I heard many expressions of dismay at my intention to reduce by Reflections posts. So I have discarded that plan but will still try to make some accommodations for my schedule, especially at busy times of year like this. So here is an edited version of an Advent post shared two years ago. Since a group of us are reflecting on Thomas Merton’s spirituality, it seemed appropriate to revisit this reflection on his life.

Thomas Merton, one of the greatest Christian spiritual authorities and guides of modern times, died on December 10, 1968. He was 53. Merton gained public awareness in 1948 with the publication of his best-selling autobiography, The Seven Storey Mountain.
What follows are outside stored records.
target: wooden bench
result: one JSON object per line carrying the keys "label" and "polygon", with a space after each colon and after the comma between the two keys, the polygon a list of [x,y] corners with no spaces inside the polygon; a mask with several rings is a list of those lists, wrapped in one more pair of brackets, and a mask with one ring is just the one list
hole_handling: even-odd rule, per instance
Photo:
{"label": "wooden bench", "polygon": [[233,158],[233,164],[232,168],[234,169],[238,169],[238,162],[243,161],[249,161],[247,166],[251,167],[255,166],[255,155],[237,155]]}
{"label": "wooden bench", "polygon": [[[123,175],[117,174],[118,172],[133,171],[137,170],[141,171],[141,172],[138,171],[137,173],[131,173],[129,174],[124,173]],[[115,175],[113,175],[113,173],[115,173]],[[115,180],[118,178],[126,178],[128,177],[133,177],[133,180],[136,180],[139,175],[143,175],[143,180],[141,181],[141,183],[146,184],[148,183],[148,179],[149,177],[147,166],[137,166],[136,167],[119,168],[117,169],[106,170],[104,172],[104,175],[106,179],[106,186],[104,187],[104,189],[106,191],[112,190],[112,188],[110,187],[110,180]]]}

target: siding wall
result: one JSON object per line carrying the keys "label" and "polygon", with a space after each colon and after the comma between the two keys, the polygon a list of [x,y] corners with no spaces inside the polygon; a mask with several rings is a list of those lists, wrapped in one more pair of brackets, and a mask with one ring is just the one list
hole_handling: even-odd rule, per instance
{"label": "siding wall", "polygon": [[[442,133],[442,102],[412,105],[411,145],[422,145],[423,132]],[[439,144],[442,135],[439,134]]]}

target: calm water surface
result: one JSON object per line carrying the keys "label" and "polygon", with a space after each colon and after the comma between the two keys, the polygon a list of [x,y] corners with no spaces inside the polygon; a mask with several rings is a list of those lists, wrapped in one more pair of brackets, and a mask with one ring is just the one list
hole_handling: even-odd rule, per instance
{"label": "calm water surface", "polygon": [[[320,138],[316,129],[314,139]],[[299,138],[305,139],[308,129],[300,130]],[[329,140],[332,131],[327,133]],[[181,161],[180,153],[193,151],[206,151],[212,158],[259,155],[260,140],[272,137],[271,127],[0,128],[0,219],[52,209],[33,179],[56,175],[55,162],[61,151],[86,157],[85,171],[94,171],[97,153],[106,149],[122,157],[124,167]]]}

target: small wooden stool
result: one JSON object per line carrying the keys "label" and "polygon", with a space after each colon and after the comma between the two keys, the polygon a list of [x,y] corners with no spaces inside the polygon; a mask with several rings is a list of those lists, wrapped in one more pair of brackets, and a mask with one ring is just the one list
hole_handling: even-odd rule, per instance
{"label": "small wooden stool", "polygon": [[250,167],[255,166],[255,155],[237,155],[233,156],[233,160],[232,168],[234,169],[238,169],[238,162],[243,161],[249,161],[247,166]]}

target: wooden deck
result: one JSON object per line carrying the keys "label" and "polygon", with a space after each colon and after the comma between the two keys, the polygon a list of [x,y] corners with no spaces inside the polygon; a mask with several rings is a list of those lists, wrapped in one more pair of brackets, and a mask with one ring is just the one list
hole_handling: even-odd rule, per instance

In it he tells of his life up to his joining the church and decision to become a Trappist monk. Despite his secluded life in Gethsemane Abbey in Kentucky, he continued to be a prolific and popular author. Most of his books remain in print today.

Merton’s greatest accomplishment was creating new interest in contemplation and meditative prayer. After being ignored for centuries, he revived contemplation as a holistic understanding of the Christian life, and not the esoteric practice of cloistered monks and nuns. Contemplation, Merton taught, was the intentional practice of experiencing God everywhere and in everything. In New Seeds of Contemplation, he writes:

Contemplation is the highest expression of [human] intellectual and spiritual life. It is that life itself, fully awake, fully active, fully aware that it is alive. It is spiritual wonder. It is spontaneous awe at the sacredness of life, of being. It is gratitude for life, for awareness and for being. It is a vivid realization of the fact that life and being in us proceed from an invisible, transcendent, and infinitely abundant Source.
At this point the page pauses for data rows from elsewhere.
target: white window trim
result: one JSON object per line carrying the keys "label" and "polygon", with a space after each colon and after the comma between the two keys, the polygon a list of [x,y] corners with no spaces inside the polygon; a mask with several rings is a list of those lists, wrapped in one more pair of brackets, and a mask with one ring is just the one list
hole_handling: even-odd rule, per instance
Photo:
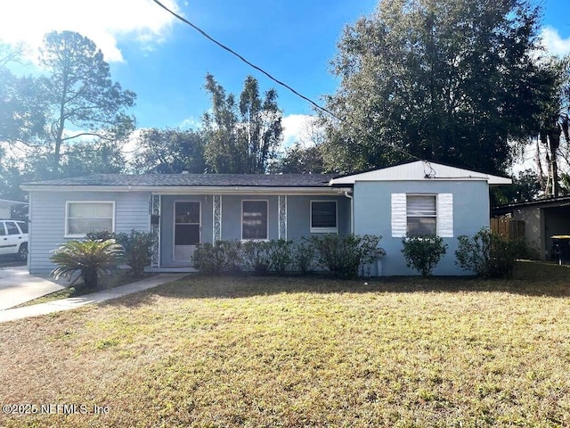
{"label": "white window trim", "polygon": [[[314,227],[313,226],[313,202],[335,202],[336,227]],[[312,199],[309,203],[309,232],[311,234],[338,234],[338,201],[332,199]]]}
{"label": "white window trim", "polygon": [[[244,238],[243,237],[243,202],[266,202],[267,203],[267,230],[265,239],[253,239],[253,238]],[[269,241],[269,200],[268,199],[242,199],[241,200],[241,215],[240,216],[240,237],[242,243],[247,243],[248,241],[259,241],[259,242],[267,242]]]}
{"label": "white window trim", "polygon": [[[408,214],[408,197],[409,196],[431,196],[436,202],[436,213],[435,214]],[[439,204],[437,203],[437,193],[406,193],[406,231],[408,230],[408,218],[436,218],[436,234],[434,237],[437,236],[437,231],[439,230]],[[407,235],[407,234],[406,234]]]}
{"label": "white window trim", "polygon": [[407,196],[436,194],[436,236],[452,238],[454,231],[454,202],[453,193],[392,193],[392,237],[403,238],[406,236],[408,226]]}
{"label": "white window trim", "polygon": [[69,234],[69,204],[71,203],[110,203],[113,207],[113,217],[112,217],[112,230],[110,230],[110,232],[115,232],[115,218],[117,217],[117,213],[115,210],[115,201],[66,201],[65,202],[65,224],[63,225],[64,227],[64,235],[63,237],[64,238],[85,238],[87,234]]}

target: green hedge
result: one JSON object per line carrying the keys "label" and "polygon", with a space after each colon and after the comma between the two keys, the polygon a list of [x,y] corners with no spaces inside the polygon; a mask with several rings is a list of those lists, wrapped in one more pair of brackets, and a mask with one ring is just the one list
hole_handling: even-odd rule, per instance
{"label": "green hedge", "polygon": [[335,277],[355,278],[360,266],[382,257],[380,236],[315,235],[299,240],[217,241],[196,246],[191,261],[200,272],[248,270],[259,275],[328,269]]}

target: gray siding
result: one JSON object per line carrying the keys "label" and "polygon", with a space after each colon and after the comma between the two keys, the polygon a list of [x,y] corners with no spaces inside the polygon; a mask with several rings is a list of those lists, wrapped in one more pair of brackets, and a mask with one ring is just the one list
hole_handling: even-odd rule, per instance
{"label": "gray siding", "polygon": [[434,275],[468,275],[455,264],[457,236],[474,235],[489,226],[489,190],[484,181],[396,181],[357,182],[354,185],[354,233],[382,235],[384,276],[418,275],[406,267],[402,254],[402,238],[393,238],[391,230],[392,193],[452,193],[453,237],[444,238],[447,253]]}
{"label": "gray siding", "polygon": [[114,201],[115,232],[150,230],[150,193],[119,192],[30,192],[29,255],[31,273],[49,272],[50,251],[65,241],[66,201]]}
Merton was no spiritual “naval gazer” but embodied his words: “fully awake, fully active, fully aware.” Though in monastic seclusion, he had a deep knowledge of world developments and was in regular contact with many of the significant voices of his time. In addition to spiritual topics, Merton wrote extensively on racism, civil rights, war and peace, materialism, and the environment. He also pursued inter-religious dialog and had relationships with Jewish, Hindu, and Buddhist leaders, including the Dalai Lama. As Baptist scholar Bill Leonard writes,

What draws us back to Merton 50 years after his death is his haunting ability to unite the transcendent and the worldly, the inner and outer life with wondrous prose, occasional poetry and enduring spiritual insight. This call to prayer and action occurs throughout his writing, often as relevant now as when he wrote it over a half century ago.
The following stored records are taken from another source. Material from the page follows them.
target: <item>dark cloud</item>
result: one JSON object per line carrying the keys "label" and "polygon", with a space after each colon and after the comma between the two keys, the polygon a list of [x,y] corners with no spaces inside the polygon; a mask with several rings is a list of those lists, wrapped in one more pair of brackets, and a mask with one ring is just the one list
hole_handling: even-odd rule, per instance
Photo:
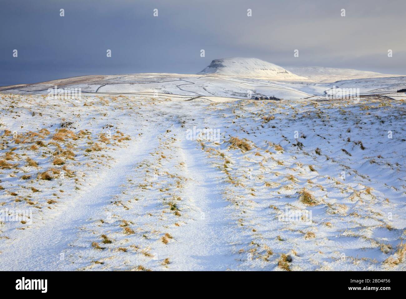
{"label": "dark cloud", "polygon": [[1,7],[2,85],[84,74],[195,73],[213,59],[235,56],[406,73],[403,0],[2,0]]}

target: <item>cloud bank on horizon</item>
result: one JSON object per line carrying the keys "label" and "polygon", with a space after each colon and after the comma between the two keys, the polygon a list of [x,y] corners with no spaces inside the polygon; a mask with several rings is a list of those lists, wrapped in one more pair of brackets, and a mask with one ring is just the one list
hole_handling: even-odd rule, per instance
{"label": "cloud bank on horizon", "polygon": [[0,85],[93,74],[194,74],[213,59],[235,57],[403,74],[405,9],[400,0],[4,2]]}

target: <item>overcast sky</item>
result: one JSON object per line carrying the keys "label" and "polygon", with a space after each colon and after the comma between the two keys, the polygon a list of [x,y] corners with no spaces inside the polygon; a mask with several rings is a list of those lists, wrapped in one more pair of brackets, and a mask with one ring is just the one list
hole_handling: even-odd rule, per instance
{"label": "overcast sky", "polygon": [[0,85],[86,74],[194,74],[214,59],[235,57],[406,74],[404,0],[0,2]]}

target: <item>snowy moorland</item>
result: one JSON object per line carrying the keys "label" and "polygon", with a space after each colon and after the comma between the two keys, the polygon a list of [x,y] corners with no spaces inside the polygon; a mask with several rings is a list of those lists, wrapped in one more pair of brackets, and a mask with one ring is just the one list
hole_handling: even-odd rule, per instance
{"label": "snowy moorland", "polygon": [[406,270],[406,77],[300,70],[0,87],[0,268]]}
{"label": "snowy moorland", "polygon": [[406,97],[3,93],[3,270],[406,269]]}

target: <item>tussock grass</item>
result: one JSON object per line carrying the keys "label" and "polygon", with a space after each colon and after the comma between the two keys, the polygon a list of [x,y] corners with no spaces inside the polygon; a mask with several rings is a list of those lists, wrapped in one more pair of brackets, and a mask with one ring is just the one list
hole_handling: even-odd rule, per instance
{"label": "tussock grass", "polygon": [[313,206],[317,204],[313,194],[305,188],[303,188],[299,191],[299,194],[300,194],[299,199],[305,205]]}
{"label": "tussock grass", "polygon": [[278,261],[278,266],[286,271],[291,271],[290,263],[292,262],[292,257],[290,255],[282,253]]}
{"label": "tussock grass", "polygon": [[99,243],[97,242],[93,242],[92,243],[92,247],[95,249],[100,249],[101,250],[104,250],[106,249],[106,247],[100,247],[99,245]]}
{"label": "tussock grass", "polygon": [[230,147],[234,149],[239,148],[242,152],[246,152],[252,149],[252,147],[246,140],[240,139],[238,137],[231,137],[229,140],[231,144]]}

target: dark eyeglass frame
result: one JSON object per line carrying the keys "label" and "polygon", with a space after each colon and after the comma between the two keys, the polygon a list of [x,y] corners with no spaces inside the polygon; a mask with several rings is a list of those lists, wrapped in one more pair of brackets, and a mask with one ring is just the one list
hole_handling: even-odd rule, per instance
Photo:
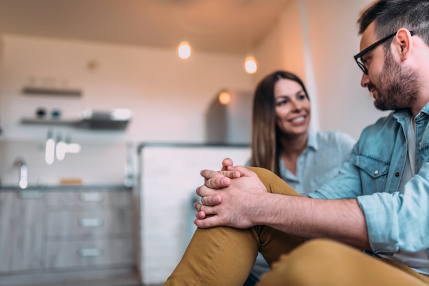
{"label": "dark eyeglass frame", "polygon": [[[356,54],[356,55],[353,57],[354,57],[354,60],[356,61],[356,64],[358,64],[358,66],[359,66],[359,68],[360,68],[363,73],[365,73],[365,75],[368,75],[368,69],[367,68],[365,64],[363,63],[362,60],[362,57],[365,55],[366,53],[367,53],[368,52],[369,52],[371,50],[374,49],[376,47],[378,46],[380,44],[386,42],[387,40],[390,39],[391,38],[396,35],[396,33],[397,32],[395,31],[395,33],[392,33],[390,35],[387,35],[382,39],[379,40],[377,42],[374,42],[371,46],[365,49],[360,53]],[[415,31],[410,31],[410,34],[411,34],[411,36],[414,36],[415,34]]]}

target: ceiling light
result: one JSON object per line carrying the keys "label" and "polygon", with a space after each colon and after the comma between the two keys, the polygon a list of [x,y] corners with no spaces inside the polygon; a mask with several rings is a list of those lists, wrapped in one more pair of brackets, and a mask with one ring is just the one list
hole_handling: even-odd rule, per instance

This combination of the spiritual and the practical was not universally welcomed, however. Merton ran afoul of both religious and political authorities. It is not surprising, then, that he had an FBI file, due to contacts with prominent civil rights and anti-war figures. Recently, this reality has taken on a more sinister context.

Merton died while participating in an inter-religious conference of monks near Bangkok, Thailand. Most reports called his death an accident but rumors that it was not so innocent have persisted. A recent book effectively demolishes the accidental death hypothesis. It is now almost certain that Merton was, in fact, murdered, most likely by US intelligence agents.

1968 was truly an annus horribilis of upheaval, protests, riots, and assassinations. Merton’s death adds yet one more page to its tragic saga. More importantly, knowing that he died a martyr makes the significance of Merton’s life even more profound. For it shows that, just as he taught, the spiritual life is real life. Believing and living as if all things and all people are holy expressions of God’s love and God’s hope, is profoundly fulfilling but also potentially dangerous. One cannot live in a way so different from “the world’s way” and not expect consequences. It is the story of the cross.

Over the centuries, the church has understood this in its liturgical celebration of the birth of Jesus. Today there is much about Christmas that is “cute”—decorations, songs, TV specials, advertising. There is nothing cute about Christmas in the church, however.

Advent’s themes are muted: anxiety, expectation, anticipation, hope. The setting of the birth story is similarly reserved, with a family in transit, sheltered in a barn, and soon in flight as refugees to avoid the coming Slaughter of the Innocents. And in the Presentation story, anticipating the Passion to come, Mary is told that “a sword will pierce your heart also.”

Christmas in the church is not a “happy” occasion, as the commercial world wants it to be. Rather, it is “joyous,” the word that encapsulates our wonder at God’s presence in the world and the fullness of a life in God, a life of grace, love, and compassion.

As Merton understood, in Christ God reaches out to all, from the least to the greatest, but he is certainly not welcomed by all. To welcome him puts us in company many will not want to keep, but it is where true life is found, as Merton says in this 1965 essay, “The Time of the End is the Time of No Room,”

Into this world, this demented inn, in which there is absolutely no room for Him at all, Christ has come uninvited. But because He cannot be at home in it, because He is out of place in it, and yet He must be in it, His place is with those others for whom there is no room. His place is with those who do not belong, who are rejected by power because they are regarded as weak, those who are discredited, who are denied the status of persons, tortured, exterminated. With those for whom there is no room, Christ is present in this world.

May Christ, and all those gathered in the stable with him, find room in our hearts this Christmas.